Free of non-violence
De Kock dominated an inexperienced Australian attack in the series opener to make a mockery of what was a decent total - 294. As much as this innings was about big hitting, it was more about downright belligerence - his carefully trained eye spotted deliveries that were not pitched on perfect length or line, and though they were not necessarily terrible offerings, he made them look utterly inadequate.
There were easy pickings off the pads, and powerful pulls, so much so that more than two-thirds of his runs came on the leg side, including nine of his 11 sixes. The off side was not spared either, with slices through point and drives down the ground, but it was the freedom and fluency of his time in the middle that was more eye-catching than any individual shot. De Kock batted without care yet still calculated his risks. He was not afraid to hit high, trusting the altitude to carry the ball, or to hit hard, knowing that even if he offered a chance, it might not have stuck. Indeed, on 57, he gave backward square-leg an opportunity, but the shot was too fierce and the fielder could not hold on.
De Kock's fifty took only 38 balls and his hundred another 36 - he brought up both milestones with the pull. Like his century, de Kock got to his 150 with a six, and, for good measure, hit two more in succession, off legspinner Adam Zampa. At the end of that over, South Africa needed 41 runs to win from 20 overs and de Kock needed 34 runs to become South Africa's first 50-over double-centurion. But he was caught superbly on the boundary for 178, South Africa's second-highest one-day score.

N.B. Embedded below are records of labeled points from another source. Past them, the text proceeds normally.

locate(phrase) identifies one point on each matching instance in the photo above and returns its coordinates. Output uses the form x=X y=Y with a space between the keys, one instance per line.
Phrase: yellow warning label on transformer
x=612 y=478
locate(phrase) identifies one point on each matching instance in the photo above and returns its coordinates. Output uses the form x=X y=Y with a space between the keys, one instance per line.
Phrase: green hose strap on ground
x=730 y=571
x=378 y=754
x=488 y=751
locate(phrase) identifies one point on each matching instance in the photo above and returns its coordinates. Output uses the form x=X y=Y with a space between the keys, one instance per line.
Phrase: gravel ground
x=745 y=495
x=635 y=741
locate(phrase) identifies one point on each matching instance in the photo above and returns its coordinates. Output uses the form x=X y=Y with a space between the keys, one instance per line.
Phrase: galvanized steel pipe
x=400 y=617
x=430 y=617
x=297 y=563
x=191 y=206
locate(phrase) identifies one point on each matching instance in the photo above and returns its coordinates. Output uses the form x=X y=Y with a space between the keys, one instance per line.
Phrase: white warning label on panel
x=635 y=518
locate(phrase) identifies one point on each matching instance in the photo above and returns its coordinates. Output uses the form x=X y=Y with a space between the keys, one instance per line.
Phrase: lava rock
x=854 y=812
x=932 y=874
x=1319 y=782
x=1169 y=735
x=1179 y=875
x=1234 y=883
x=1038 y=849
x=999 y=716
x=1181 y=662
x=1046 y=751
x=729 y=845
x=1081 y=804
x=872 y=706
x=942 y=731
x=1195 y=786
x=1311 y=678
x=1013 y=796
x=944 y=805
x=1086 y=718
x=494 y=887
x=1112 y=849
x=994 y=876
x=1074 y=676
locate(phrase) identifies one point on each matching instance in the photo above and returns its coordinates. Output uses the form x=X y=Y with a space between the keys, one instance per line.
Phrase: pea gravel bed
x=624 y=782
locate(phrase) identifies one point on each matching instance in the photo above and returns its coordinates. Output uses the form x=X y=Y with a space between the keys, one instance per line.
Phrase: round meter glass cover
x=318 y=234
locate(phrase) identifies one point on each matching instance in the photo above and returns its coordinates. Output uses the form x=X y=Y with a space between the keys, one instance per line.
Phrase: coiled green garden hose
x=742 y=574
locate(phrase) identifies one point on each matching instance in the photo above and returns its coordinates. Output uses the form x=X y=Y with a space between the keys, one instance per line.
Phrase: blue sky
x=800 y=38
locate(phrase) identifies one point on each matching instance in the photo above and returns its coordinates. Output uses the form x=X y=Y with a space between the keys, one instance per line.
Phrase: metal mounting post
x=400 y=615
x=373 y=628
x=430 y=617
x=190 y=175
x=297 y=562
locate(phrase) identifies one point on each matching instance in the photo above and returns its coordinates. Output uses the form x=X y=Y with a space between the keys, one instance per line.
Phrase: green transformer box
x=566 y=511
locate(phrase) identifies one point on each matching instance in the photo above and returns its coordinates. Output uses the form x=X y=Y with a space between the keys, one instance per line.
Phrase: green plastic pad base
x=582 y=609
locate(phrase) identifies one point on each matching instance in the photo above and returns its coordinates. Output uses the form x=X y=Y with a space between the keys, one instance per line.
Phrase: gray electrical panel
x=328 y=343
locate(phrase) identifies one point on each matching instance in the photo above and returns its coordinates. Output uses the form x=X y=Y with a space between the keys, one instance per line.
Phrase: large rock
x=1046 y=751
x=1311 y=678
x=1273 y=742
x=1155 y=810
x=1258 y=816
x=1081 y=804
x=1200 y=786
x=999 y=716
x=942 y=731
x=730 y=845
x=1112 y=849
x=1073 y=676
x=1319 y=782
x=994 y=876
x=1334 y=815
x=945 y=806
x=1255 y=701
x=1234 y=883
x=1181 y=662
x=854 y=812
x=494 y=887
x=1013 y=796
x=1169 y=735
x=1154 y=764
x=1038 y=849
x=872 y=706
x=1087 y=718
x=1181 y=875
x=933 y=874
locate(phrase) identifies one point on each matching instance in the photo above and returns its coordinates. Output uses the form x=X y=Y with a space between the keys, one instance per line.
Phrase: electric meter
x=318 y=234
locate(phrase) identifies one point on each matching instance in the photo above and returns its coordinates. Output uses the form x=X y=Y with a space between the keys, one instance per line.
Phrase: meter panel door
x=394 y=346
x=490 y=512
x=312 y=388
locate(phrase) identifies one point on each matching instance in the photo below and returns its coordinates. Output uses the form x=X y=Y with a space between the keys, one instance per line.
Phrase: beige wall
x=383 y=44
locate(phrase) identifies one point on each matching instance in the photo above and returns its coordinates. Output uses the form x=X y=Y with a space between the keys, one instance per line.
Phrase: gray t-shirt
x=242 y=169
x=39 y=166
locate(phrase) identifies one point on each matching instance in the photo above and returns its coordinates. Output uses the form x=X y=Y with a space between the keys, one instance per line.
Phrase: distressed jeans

When chasing a tall target, the opening passage of play is crucial, and de Kock set the tone when he smashed his sixth ball - a John Hastings delivery that was on his legs - over square leg for six, and followed up with a four through point to let Australia know that anything a fraction off line would be punished. His merciless hitting continued through the Powerplay, with deliveries on the pads or outside off dealt with harshly.
De Kock's fifty came up in the 12th over, and included seven fours and a six. At that stage South Africa were 94 without loss and scoring at more than eight runs an over. Their required run rate had been brought down to just over five.
2 The position held by de Kock's score on the list of highest individual totals by South Africans in ODIs. The 178 was three more than Herschelle Gibbs' 175 against Australia, and ten short of Gary Kirsten's 188 against UAE.
145 The opening stand between de Kock and Rilee Rossouw was the second-highest for South Africa against Australia in ODIs.
74 Number of balls de Kock took to get to his hundred. Among South Africans, only AB de Villiers and Mark Boucher have scored ODI hundreds off fewer balls.
What they said
"Ja, it was lekker. It was the most free knock that I've played. I've played other knocks, where I've had to work harder for runs, but it was just my day, I guess." - Quinton de Kock
"It felt like every ball was going to the boundary at one point. That was one hell of an innings." - Steven Smith
The closest contenders
David Miller, 118 not out v Australia, third ODI, Durban
Two games later, de Kock's team-mate, batting at No. 6, helped South Africa pull off the second-highest ODI chase and seal the series against Australia.
Alex Hales, 171 v Pakistan, third ODI, Nottingham
On his home ground, Hales made England's highest ODI individual score, and took the team to a world-record 444.